Raza Habib Raja
In an expected move the PPP and PML (N) have finally estranged thus marking the end of a unique period of “cooperation”. Although there were undercurrents of rivalry through this time period but nevertheless it was a very interesting and at times significant partnership.
The most interesting thing was that in the centre PML (N) in opposition role was friendlier where as in Punjab where PPP was actually a coalition partner, PML (N) took a harder stance and hence rifts and squabbles continued to surface right till the end. It has been a strange time period best defined by oxymoron: friendly opposition and unfriendly partnership.
At the same time, the cooperation did lead to smooth passing of 18th and 19th amendments. In fact despite the security situation- further exacerbated by power shortages and inflation- the past 3 years have been actually witnessed a stark deviation from the past politics of needless confrontation. The two mainstream parties actually talked and cooperated on some critical constitutional issues.

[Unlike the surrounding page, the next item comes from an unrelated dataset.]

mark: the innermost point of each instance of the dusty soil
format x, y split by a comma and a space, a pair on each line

Whereas this may have been less than perfect in the eyes of our media hawks but given the context of emerging democracy like Pakistan, this was a remarkably mature development.
The best thing about the two mainstream parties in the past three years (barring the removal of Shahbaz Sharif in February 2009) has been their tacit understanding that while they are natural rivals but at the same time they represent the best hope for the still evolving democratic set up. During the past six months, the Zardari led government has been under threats several times but reluctance of Nawaz Sharif prevented a change in the regime. Likewise, PPP’s support in Punjab also kept things relatively stable for Shabaz Sharif despite the fact that he has never enjoyed absolute numerical majority.

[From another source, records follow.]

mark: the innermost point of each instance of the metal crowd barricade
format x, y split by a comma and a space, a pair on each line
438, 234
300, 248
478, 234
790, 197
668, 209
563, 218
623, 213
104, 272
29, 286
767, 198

However, I think both Punjab Government and Federal Government needed real opposition and in this context it may not be a totally bad development. It has to be remembered that politics is not abstract and nor it is merely confined to constitutional and ideological issues. Governance is important no matter how much a certain section of people claim that insistence on it is somehow equivalent to falling for establishment narrative. Governments eventually govern and try to solve myriad of every day issues of the common man. Moreover, eventually the democratic system earns its credibility if among other things it also delivers good governance. Both Punjab and Federal government, once the parties have parted ways will be facing stronger opposition and hence it is hoped will try to deliver. In fact PPP government in the centre has been taking steps in the right direction as is evident by its crackdown on corruption and reconstitution of a smaller cabinet.

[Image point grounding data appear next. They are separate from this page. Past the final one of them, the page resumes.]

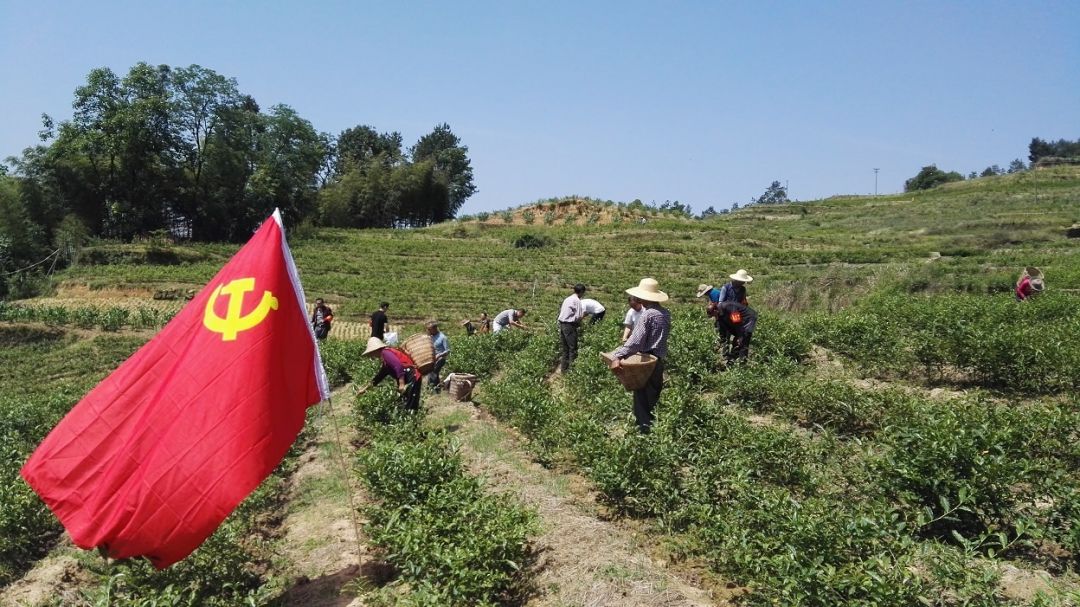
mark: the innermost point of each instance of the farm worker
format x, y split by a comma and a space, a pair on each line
740, 321
379, 321
442, 350
400, 365
1027, 286
569, 319
650, 337
508, 319
631, 319
732, 291
594, 310
321, 319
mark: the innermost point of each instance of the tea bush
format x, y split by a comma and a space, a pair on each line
453, 542
840, 513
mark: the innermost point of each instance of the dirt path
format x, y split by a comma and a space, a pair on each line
320, 547
583, 560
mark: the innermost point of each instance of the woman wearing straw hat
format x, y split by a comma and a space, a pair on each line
400, 365
734, 291
1029, 283
650, 337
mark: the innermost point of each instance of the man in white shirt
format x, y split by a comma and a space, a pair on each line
569, 320
508, 319
594, 310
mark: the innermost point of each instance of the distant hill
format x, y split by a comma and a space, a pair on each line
972, 235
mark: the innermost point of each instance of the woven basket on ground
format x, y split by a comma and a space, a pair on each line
421, 350
634, 371
461, 385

Both of these parties are mainstream and have competing ideological opinions within their folds. If PPP has Sherry Rehman, it also has Baber Awan. Likewise in PML (N) ideological stalwarts range from Khawja Saad Rafique to Ayaz Amir. Both these parties, more than any other party, represent plurality and diversity of Pakistani populace though PPP has wider representation. A healthy democratic system would need both the parties offering real opposition in their respective spheres of governments.
However, at the same time I hope that there is no repeat of 1990s. While real opposition is a welcome thing and an integral part of a democratic polity but at the same time confrontation a la 1990s will merely undermine stability.
A mature democratic system eventually has a tendency to move towards a two party system particularly if the population is not sharply divided according to ethnic, linguistic and geographical lines. In Pakistan we have a strong presence of regional and ethnic parties apart from these two parties. Even these two parties have started to show dominance of regional colors. Despite having an overall majority PPP enjoys more popularity in Southern Punjab and Rural Sindh whereas for PML (N) is dominant in Northern Punjab and Hazara region. The emerging regional characteristics make it even more essential that parties do not enter into confrontation otherwise regional rifts may widen to undermine the integrity of the state.